The Part of This Story Most Reports Are Missing
War’s environmental damage tends to be discussed in terms of oil fires, chemical contamination, or the long-term ecological destruction of landscapes. The carbon cost of flattening buildings rarely enters the conversation — and that’s a significant blind spot.
Modern urban warfare, by its nature, concentrates destruction in densely built environments. Cities have enormous amounts of embodied carbon concentrated in relatively small areas. When those areas are targeted repeatedly, the emissions released can rival or exceed the operational footprint of the military forces doing the striking.
Analysts who study conflict emissions argue that this dynamic is systematically undercounted in global greenhouse gas inventories. Wars are typically excluded from international climate reporting frameworks, meaning the carbon released by active conflicts doesn’t show up in the national emissions tallies that countries submit under climate agreements. The Iran war’s 5.6 million tons, by that logic, is effectively invisible in the official accounting — even as it enters the atmosphere and contributes to warming just like any other emission source.
That invisibility has real consequences. If the climate cost of war isn’t measured, it can’t be factored into the true price of conflict — economically, diplomatically, or morally.
What Comes Next for the Climate Accounting
The analysis covering the first two weeks is an early snapshot, not a final tally. As the conflict continues — or eventually ends — researchers will need to account for several additional emission streams that are already accumulating.
- Ongoing military operations, including continued airstrikes and any ground activity
- Fires ignited by strikes on fuel storage, industrial facilities, and urban areas
- The carbon released by debris removal and demolition of damaged structures
- The reconstruction phase, which will require producing vast quantities of new steel, cement, and other carbon-intensive materials
- Disruption to Iran’s energy infrastructure, which could affect emissions patterns in unpredictable ways
Researchers who track conflict emissions have previously documented similar patterns in other wars — including the conflict in Ukraine — where the destruction of cities produced carbon footprints far exceeding what conventional military emissions models would predict. The Iran conflict appears to be following the same trajectory, at significant scale.
For a world already struggling to stay within its remaining carbon budget, the climate math of modern warfare is becoming impossible to ignore.
Frequently Asked Questions
How much CO2 did the Iran war release in its first two weeks?
The conflict released almost 5.6 million tons (approximately 5.1 million metric tons) of CO2-equivalent emissions between February 28 and March 14, 2026.
What was the biggest single source of carbon emissions in the conflict?
According to the analysis, the destruction of buildings — including schools, homes, and other structures — was identified as the largest single source of emissions.
How many targets were struck in the opening phase of the war?

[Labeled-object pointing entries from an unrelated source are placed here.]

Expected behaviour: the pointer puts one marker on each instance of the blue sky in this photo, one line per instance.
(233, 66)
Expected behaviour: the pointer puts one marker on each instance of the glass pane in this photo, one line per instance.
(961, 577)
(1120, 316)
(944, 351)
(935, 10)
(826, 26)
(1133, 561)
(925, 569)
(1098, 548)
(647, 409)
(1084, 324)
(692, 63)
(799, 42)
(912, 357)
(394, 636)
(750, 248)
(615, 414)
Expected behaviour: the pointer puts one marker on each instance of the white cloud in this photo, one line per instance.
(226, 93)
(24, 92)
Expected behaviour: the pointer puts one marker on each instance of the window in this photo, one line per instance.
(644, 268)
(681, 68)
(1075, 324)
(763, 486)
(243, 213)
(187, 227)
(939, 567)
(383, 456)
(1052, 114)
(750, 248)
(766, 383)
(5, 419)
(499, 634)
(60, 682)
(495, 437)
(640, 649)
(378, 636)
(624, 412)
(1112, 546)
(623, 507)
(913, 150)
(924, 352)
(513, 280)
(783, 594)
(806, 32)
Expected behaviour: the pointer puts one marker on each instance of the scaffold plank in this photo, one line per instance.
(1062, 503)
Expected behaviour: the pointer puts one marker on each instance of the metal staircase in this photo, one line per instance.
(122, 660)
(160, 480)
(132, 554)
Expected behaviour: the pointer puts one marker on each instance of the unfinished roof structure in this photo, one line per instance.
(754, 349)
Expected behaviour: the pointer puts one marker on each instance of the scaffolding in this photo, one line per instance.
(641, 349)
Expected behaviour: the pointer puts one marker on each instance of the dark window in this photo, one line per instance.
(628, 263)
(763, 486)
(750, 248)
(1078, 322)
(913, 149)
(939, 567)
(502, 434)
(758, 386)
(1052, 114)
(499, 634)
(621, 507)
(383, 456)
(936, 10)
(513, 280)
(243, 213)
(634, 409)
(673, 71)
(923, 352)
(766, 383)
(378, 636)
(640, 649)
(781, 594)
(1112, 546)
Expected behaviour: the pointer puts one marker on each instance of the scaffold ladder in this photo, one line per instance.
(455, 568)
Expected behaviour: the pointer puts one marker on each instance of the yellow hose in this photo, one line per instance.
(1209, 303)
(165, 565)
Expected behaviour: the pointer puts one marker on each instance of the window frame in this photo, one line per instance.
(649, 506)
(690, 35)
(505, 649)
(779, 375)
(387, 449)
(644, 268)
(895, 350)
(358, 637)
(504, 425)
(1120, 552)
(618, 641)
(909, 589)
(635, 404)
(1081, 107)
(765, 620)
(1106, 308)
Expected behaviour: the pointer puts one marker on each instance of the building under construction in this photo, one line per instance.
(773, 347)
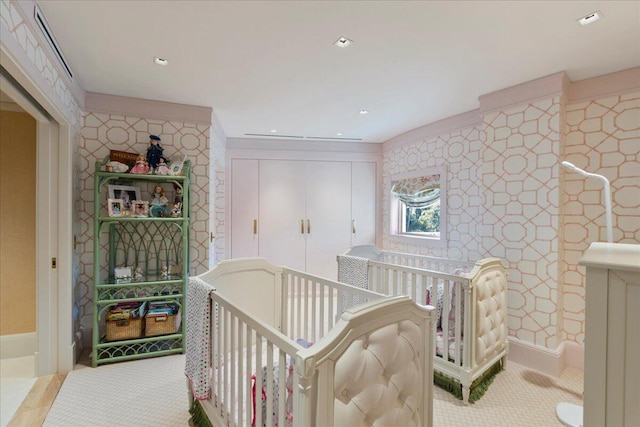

U.S. and Israeli forces struck more than 6,000 targets inside Iran during the first two weeks of the conflict.
How does this compare to other countries’ annual emissions?
The emissions from just those 14 days exceeded the combined annual emissions of 84 countries, according to the new analysis.
Are war emissions counted in official global climate reporting?
This has not been fully confirmed by the source, but analysts broadly note that conflict emissions are typically excluded from the national inventories countries submit under international climate agreements.
Will the total emissions figure rise as the conflict continues?
Yes — the analysis covers only the opening 14 days, and ongoing operations, fires, debris removal, and eventual reconstruction are expected to add substantially to the total carbon toll.